The same paradox exists in manufacturing, construction, education, and even IT. Employers complain they cannot find “employable” candidates, while millions remain jobless. Consulting firms such as EY and PwC have termed this a “capability mismatch crisis”—where degrees proliferate but practical competence declines.
This mismatch reflects deep failures in India’s education and vocational training systems. Degrees have become signals, not skills.
Unused labour and the hidden unemployment crisis
Official unemployment figures alone understate the problem. India has one of the world’s lowest labour force participation rates, particularly among women. According to government data and World Bank analysis, hundreds of millions of working-age Indians are neither employed nor actively seeking work.
This unused labour force represents lost economic potential on a massive scale. The ILO has repeatedly warned that demographic dividends can easily turn into demographic liabilities if productive employment is not created.
A structural, not cyclical, crisis
India’s employment problem is no longer cyclical; it is structural. The disappearance of fat job supplements from newspapers is not nostalgia—it is evidence. The economy has shifted toward efficiency, automation, and consolidation without building new labour-absorbing engines.
Consulting firm reports, multilateral agency assessments, and government data all point to the same conclusion: India is producing workers faster than it is producing meaningful work.

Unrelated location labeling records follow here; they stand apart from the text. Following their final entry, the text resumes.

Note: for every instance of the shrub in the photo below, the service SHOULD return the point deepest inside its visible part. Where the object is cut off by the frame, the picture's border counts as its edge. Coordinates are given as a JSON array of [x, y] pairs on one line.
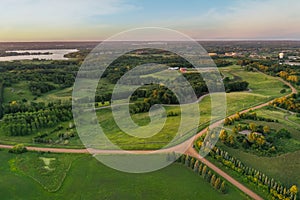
[[18, 149]]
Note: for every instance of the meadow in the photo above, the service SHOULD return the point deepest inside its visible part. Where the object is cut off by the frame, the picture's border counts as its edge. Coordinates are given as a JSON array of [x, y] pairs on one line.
[[262, 89], [284, 165], [54, 176]]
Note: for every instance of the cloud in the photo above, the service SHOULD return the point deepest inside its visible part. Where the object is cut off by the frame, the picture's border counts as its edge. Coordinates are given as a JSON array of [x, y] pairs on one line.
[[52, 13], [266, 19]]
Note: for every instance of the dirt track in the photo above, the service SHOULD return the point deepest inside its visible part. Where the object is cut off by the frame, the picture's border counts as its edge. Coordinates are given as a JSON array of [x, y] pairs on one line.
[[190, 150]]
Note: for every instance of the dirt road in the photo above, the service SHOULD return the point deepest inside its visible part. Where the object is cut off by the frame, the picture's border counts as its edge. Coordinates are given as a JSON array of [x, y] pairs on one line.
[[187, 146]]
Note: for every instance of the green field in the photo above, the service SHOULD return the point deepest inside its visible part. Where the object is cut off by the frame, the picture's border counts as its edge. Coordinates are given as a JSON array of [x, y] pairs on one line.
[[266, 89], [27, 176], [263, 88], [284, 166]]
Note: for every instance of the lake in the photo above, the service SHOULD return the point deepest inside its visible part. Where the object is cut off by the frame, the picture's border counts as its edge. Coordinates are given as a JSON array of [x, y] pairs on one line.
[[55, 54]]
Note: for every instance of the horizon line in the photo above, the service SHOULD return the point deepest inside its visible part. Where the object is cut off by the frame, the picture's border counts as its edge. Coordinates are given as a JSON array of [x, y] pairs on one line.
[[208, 40]]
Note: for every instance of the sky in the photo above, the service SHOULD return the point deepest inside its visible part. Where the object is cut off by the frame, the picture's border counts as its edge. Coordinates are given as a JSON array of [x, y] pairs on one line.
[[83, 20]]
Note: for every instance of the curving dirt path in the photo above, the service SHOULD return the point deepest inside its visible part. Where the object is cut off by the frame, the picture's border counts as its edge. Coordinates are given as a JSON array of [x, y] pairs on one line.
[[178, 148]]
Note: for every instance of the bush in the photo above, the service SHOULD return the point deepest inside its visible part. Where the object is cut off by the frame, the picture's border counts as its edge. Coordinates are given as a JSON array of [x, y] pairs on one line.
[[18, 149]]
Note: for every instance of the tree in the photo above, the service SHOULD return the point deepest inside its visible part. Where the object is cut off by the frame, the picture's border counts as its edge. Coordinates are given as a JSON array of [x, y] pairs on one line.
[[235, 130], [217, 183], [18, 149], [223, 135], [294, 190], [212, 180], [266, 129], [196, 166], [252, 127], [204, 171], [223, 187]]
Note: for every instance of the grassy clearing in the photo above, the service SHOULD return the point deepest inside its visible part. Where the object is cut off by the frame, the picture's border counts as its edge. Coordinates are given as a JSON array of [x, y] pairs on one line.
[[17, 91], [259, 83], [285, 167], [93, 180], [263, 90]]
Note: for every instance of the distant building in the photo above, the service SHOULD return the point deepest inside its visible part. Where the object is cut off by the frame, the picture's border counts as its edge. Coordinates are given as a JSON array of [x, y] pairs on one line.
[[281, 55], [212, 54], [182, 69], [173, 68], [230, 54]]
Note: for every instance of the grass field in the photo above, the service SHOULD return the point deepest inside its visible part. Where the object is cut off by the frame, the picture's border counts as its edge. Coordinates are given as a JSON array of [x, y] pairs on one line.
[[285, 167], [263, 90], [17, 91], [93, 180]]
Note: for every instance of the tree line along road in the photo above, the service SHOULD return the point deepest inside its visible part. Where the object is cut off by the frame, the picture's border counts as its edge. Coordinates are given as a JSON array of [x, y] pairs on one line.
[[187, 145]]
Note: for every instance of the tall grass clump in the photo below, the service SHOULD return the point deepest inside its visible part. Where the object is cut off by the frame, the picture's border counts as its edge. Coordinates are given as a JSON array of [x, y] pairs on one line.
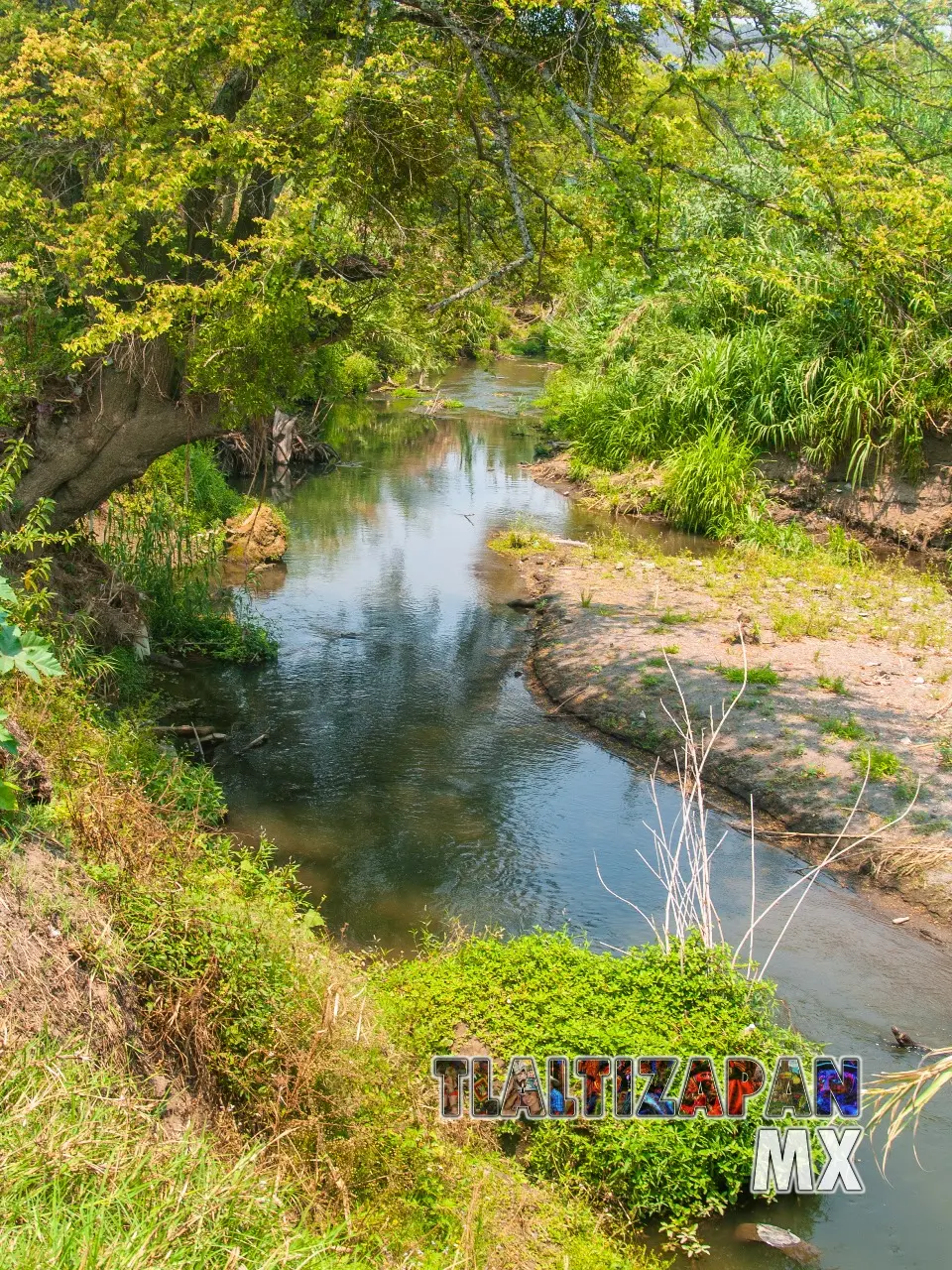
[[176, 568], [89, 1178]]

Without reforms that revive labour-intensive manufacturing, empower small enterprises, rationalise compliance, and radically overhaul education and skilling, the gap will continue to widen.
The Internet did not destroy jobs by itself. But policy inertia, skill mismatch, and unbalanced growth ensured that technology’s gains were captured without distributing opportunity. Until that changes, the half-page job section will remain the most honest indicator of India’s employment reality.